There is an inherent tension around rooting out such problems. Revenue for payments networks, processors and credit-card issuers rises when transaction volumes rise. Payment processors and card issuers often earn higher fees for transactions that look riskier. For example, merchants can pay higher payment-processing fees for online orders versus goods that are bought in person.
Payments companies can be less inclined to turn off a suspicious company if it is generating lots of transactions, said Adam Wandt, a researcher for the Center for Cybercrime Studies at the John Jay College of Criminal Justice.
Card issuers, processors and networks collected $86.2 billion in fees associated with Visa, Mastercard and AmEx credit-card transactions made in the U.S. in 2019, according to the Nilson Report, an industry publication. That was up from $46.9 billion in 2012.
Fighting credit-card laundering is a challenge. Visa and Mastercard track the level of disputed transactions merchants receive and can fine processors or make them terminate accounts where disputes are too numerous.

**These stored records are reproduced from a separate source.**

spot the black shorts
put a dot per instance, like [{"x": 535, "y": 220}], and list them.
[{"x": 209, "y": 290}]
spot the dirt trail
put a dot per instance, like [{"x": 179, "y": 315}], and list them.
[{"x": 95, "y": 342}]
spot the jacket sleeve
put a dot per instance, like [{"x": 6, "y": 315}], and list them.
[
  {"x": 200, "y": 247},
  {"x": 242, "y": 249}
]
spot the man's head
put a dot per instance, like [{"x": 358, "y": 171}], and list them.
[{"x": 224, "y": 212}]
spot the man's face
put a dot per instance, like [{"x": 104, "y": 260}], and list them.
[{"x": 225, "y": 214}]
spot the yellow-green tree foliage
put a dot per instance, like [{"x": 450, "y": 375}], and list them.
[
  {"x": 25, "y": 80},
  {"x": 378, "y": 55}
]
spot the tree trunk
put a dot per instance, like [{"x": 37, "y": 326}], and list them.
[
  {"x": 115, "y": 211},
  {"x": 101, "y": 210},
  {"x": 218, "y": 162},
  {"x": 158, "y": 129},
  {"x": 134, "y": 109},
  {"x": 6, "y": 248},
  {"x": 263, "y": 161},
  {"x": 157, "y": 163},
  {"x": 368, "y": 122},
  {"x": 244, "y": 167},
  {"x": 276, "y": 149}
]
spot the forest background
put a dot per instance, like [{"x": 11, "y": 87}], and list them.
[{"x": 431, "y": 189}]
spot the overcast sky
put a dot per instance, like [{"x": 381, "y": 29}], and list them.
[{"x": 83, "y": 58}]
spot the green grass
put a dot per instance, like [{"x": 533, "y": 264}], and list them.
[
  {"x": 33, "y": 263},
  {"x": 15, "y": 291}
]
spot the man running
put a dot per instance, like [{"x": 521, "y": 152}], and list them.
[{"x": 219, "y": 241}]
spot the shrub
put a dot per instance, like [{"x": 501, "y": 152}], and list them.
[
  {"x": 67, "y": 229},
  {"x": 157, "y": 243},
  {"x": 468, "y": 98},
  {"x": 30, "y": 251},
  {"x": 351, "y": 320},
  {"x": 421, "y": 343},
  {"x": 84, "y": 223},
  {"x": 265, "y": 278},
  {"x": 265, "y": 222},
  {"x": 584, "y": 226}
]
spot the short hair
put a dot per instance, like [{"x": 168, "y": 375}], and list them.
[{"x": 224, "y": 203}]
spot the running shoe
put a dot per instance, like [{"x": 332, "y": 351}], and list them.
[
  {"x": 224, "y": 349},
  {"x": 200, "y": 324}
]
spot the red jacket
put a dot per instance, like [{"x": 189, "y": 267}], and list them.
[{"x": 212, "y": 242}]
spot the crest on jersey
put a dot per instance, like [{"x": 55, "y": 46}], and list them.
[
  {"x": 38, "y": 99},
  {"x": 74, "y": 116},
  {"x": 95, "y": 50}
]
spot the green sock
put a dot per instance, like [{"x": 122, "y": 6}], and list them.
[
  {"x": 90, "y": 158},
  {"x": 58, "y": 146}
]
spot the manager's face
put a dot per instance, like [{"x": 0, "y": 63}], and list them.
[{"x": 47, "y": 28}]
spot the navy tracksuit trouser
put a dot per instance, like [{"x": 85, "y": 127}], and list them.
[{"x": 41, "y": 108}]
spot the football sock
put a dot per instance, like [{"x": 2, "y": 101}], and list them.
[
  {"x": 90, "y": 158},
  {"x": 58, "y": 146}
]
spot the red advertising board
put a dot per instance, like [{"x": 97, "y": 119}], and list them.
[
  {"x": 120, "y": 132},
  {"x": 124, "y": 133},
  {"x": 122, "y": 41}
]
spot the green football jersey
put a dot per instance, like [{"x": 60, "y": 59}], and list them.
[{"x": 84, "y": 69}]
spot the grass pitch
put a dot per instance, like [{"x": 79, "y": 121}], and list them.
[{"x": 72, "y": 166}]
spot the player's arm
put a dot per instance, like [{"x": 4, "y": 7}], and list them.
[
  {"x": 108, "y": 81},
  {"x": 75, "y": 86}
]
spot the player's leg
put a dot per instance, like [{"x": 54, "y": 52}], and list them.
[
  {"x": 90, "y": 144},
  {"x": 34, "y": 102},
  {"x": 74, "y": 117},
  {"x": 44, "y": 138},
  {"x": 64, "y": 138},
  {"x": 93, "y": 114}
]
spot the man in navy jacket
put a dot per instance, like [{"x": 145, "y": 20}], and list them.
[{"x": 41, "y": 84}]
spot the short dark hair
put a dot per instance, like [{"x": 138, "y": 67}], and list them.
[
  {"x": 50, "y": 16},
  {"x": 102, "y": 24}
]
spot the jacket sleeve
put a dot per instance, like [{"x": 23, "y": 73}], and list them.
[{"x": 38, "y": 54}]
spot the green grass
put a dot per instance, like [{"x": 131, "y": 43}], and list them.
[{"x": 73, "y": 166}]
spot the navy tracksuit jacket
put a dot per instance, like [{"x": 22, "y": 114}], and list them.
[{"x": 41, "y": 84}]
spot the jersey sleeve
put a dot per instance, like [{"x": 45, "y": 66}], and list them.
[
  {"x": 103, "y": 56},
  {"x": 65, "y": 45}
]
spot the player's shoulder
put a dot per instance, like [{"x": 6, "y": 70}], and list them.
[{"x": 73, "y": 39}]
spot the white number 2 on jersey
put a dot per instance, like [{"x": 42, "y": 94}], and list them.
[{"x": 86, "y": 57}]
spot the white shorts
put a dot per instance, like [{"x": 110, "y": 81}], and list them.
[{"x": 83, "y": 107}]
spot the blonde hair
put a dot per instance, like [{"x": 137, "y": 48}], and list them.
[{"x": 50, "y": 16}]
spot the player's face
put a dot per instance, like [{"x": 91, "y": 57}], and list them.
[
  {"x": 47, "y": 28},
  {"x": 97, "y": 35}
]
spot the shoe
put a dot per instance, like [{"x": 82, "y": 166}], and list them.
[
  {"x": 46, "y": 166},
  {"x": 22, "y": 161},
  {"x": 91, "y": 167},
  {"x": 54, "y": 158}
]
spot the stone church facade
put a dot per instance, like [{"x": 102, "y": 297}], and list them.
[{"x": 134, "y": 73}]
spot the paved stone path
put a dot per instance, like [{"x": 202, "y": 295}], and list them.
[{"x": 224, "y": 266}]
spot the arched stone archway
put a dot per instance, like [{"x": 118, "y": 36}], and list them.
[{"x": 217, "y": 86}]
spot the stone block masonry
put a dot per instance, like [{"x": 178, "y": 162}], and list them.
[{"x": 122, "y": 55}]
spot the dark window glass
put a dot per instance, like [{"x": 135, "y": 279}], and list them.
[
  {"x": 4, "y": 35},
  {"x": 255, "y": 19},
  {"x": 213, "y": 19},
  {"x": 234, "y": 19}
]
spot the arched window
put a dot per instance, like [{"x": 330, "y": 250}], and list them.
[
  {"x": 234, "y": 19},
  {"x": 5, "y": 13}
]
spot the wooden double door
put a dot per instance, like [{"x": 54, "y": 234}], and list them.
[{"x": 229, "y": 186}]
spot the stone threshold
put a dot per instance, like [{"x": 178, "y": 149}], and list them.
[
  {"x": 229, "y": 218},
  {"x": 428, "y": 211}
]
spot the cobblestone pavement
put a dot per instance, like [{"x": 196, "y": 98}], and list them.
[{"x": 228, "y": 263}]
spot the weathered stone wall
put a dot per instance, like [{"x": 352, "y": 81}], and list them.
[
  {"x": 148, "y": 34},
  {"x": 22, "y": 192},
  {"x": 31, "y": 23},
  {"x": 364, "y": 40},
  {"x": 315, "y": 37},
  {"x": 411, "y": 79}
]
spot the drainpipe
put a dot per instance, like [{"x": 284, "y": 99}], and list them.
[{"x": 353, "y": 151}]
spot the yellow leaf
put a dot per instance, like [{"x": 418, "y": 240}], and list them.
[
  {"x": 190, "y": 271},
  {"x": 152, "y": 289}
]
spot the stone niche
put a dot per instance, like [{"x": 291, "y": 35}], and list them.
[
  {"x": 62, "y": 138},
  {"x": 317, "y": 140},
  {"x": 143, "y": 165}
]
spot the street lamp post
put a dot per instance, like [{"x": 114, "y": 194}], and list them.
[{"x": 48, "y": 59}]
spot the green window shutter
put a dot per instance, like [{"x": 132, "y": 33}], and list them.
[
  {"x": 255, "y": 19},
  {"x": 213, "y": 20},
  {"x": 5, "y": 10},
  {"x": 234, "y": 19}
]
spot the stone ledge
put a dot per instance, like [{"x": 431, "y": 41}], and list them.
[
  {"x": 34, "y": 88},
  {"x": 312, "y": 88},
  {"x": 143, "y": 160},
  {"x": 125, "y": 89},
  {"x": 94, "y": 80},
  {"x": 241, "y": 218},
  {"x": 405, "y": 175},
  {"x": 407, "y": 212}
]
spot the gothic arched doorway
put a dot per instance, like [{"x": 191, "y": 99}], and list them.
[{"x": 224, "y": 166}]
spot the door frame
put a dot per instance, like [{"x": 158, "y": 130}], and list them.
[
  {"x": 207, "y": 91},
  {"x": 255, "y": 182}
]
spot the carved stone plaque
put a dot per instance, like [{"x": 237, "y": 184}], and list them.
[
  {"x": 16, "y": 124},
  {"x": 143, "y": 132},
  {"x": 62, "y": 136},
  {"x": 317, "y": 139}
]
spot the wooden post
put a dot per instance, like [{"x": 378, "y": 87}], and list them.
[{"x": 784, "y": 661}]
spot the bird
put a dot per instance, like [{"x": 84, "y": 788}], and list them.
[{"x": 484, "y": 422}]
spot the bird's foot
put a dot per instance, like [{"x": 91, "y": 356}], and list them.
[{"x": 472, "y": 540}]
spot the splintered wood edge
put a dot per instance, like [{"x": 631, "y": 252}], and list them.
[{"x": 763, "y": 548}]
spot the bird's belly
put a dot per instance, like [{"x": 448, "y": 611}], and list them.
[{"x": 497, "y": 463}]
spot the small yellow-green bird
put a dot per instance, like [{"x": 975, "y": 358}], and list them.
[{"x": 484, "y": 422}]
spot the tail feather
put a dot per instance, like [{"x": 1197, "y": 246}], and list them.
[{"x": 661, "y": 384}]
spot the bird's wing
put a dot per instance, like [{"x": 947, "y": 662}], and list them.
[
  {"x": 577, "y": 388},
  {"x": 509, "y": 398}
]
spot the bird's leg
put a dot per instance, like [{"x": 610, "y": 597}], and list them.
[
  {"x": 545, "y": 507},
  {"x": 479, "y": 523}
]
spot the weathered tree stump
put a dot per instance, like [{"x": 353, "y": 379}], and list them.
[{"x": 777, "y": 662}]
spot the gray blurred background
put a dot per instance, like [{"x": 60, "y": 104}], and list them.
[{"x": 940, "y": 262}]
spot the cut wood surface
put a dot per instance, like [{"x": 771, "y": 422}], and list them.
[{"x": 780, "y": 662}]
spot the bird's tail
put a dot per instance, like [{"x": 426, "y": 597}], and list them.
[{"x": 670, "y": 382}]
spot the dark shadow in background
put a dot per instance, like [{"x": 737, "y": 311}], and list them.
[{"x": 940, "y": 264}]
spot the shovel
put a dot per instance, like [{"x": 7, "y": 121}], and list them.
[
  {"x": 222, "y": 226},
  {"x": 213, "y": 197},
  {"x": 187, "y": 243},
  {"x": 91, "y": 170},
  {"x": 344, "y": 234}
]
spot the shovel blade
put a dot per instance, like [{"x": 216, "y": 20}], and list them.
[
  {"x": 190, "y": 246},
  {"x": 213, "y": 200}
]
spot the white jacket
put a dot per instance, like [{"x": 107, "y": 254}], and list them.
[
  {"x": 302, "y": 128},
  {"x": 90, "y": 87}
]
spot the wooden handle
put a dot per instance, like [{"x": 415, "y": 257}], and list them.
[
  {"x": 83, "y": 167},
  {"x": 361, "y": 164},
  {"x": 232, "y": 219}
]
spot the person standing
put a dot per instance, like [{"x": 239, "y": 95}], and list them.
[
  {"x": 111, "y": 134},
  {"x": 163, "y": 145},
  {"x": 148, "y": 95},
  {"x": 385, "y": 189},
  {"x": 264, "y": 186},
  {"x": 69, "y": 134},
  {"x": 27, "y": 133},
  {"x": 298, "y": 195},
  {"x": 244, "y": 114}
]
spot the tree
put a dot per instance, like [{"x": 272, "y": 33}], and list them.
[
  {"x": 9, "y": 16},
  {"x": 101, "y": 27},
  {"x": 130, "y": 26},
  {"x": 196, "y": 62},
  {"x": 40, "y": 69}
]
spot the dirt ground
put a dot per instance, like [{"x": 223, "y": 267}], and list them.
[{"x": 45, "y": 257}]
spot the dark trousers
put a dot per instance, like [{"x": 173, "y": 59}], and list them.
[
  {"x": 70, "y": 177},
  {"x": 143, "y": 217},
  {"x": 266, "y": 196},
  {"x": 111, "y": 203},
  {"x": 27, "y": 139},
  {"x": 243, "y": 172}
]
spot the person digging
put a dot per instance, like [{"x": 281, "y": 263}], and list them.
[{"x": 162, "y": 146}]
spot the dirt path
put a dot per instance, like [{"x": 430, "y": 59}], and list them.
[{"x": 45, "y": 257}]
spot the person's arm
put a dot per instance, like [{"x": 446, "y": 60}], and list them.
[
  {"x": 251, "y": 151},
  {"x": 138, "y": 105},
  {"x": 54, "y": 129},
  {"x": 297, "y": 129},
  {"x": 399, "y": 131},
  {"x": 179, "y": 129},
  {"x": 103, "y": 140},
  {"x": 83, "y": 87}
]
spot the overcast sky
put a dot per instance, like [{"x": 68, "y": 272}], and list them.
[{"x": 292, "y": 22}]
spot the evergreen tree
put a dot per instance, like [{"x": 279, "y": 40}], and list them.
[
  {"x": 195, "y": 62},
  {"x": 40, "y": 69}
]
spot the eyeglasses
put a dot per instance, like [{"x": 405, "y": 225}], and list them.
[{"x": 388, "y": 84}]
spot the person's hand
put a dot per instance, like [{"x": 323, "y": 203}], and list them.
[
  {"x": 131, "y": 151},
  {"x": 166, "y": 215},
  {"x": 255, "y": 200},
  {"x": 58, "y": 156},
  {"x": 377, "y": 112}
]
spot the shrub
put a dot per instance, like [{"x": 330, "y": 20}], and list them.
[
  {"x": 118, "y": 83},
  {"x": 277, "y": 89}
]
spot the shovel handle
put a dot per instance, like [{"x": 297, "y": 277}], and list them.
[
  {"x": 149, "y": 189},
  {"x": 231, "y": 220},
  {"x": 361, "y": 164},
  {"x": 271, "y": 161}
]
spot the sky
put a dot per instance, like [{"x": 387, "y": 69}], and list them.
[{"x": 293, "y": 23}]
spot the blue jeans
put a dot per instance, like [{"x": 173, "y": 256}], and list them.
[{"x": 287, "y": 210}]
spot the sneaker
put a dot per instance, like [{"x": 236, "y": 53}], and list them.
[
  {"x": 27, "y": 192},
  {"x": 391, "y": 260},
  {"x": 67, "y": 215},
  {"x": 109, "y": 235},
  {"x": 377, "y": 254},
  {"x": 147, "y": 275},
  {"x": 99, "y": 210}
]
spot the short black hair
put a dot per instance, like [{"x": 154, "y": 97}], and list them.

But both networks have found situations where the merchants resurfaced under different names, according to people familiar with the matter.
Also, Visa and Mastercard generally require businesses with annual card sales of about $1 million or more to submit additional paperwork to verify their businesses. But merchants can sign up with multiple processors to bring their annual volume below the $1 million threshold.
In March 2019, the Pittsburgh U.S. attorney’s office charged several people in a criminal conspiracy to sell illegal sedatives and other drugs over the internet. The people were accused of starting shell companies, opening payment-processing accounts on their behalf with PayPal, Square and Stripe, and using those accounts to accept credit cards for drugs sold on other websites.
In one instance, an investigator made an undercover purchase of etizolam, a sedative that can’t be prescribed or sold in the U.S., on an online marketplace called Domestic RCS in October 2017, according to an affidavit submitted by the prosecution. At checkout, the investigator was shown a message that the transaction would show up on a credit-card bill under the name of a courier-delivery service, the affidavit said.
In April 2018, Stripe deactivated the accounts of businesses tied to the alleged scheme after Visa identified them as selling controlled substances, according to the affidavit. Archived versions of their websites showed that they advertised beauty products, home decorations and flowers, respectively.
Three men pleaded guilty to different roles in the scheme. Stripe and Square declined to comment. PayPal said it is committed to combating “the illicit use of our services.”